Trials are comparing the detection rates for APV found, in experimentally infected turkeys, with a "routine" ELISA versus use of a recombinant M protein based ELISA. The M protein ELISA is identifying infected birds at a much higher rate (97.1% vs. 52.9% at 28 days after infection) while also reducing the number of false positive readings. In another trial, of 184 samples received from commercial turkey flocks suspected of APV infection, 133 samples (72.3%) were positive by M protein ELISA, whereas only 99 samples (53.8%) were positive by routine APV ELISA.
The M protein ELISA has been found to be more than six times more sensitive than virus isolation in detecting infections from samples obtained from cases showing clinical signs of APV infection. Taken together, these results showed that ELISA based on recombinant M protein is a highly sensitive and specific test for detecting antibodies to APV.
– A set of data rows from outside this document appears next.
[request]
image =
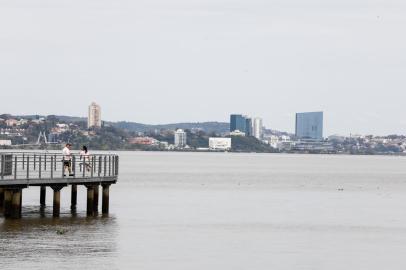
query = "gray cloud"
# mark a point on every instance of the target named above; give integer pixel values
(159, 61)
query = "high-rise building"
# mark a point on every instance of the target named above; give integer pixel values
(94, 117)
(257, 128)
(309, 126)
(180, 138)
(238, 122)
(248, 126)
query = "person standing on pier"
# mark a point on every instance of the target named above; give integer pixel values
(86, 158)
(67, 159)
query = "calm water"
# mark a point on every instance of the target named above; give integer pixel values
(225, 211)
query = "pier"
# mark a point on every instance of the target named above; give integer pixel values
(21, 170)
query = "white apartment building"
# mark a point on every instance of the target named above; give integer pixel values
(180, 139)
(94, 117)
(223, 144)
(257, 128)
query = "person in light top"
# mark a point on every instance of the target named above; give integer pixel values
(67, 159)
(86, 157)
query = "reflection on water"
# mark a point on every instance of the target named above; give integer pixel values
(37, 239)
(223, 211)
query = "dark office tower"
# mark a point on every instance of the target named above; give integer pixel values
(309, 126)
(237, 122)
(248, 127)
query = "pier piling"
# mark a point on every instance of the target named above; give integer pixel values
(16, 203)
(74, 197)
(96, 199)
(57, 200)
(42, 198)
(105, 201)
(1, 200)
(8, 195)
(90, 200)
(21, 170)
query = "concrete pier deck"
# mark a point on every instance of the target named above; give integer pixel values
(20, 170)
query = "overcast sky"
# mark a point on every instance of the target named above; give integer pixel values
(162, 61)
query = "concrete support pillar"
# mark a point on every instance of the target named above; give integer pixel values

Impact: Results have been published in the Journal of Clinical Microbiology (volume 38, pages 4010-4014) and a US Patent application based on the results has been filed. Presently, we have obtained sera for APV subgroup A and subgroup B strains from Dr Richard Gough of Veterinary Laboratory Agency, New Haw, England. The sera are being tested for cross-reactivity with US APV using both the routine ELISA and M-based ELISA. We are also generating polyclonal antibodies to purified APV and M protein. The competitive ELISA test should be complete in the next 6 months.
Details: Sera from APV-infected turkeys consistently contained antibodies to a 30 kDa protein (M protein). An ELISA based on recombinant M protein generated in E. coli was compared with the routine APV ELISA that utilizes inactivated virus as antigen. In experimentally infected turkeys, 33 of 34 (97.1%) were positive by M protein ELISA, whereas only 18 (52.9%) were positive by routine APV ELISA 28 days after infection. None of the serum samples from uninfected experimental turkeys (n=41) were positive by M protein ELISA. Of 184 field sera from turkey flocks suspected of APV infection, 133 samples (72.3%) were positive by M protein ELISA, whereas only 99 samples (53.8%) were positive by routine APV ELISA. Twelve (12) serum samples, which were negative by M protein ELISA, but positive by routine APV ELISA were not reactive with either recombinant M protein or denatured purified APV proteins by western analysis. This indicates that the samples were false positives by routine APV ELISA. The M protein ELISA was over six times more sensitive than virus isolation (11.5%) in detecting infections from samples obtained from cases showing clinical signs of APV infection.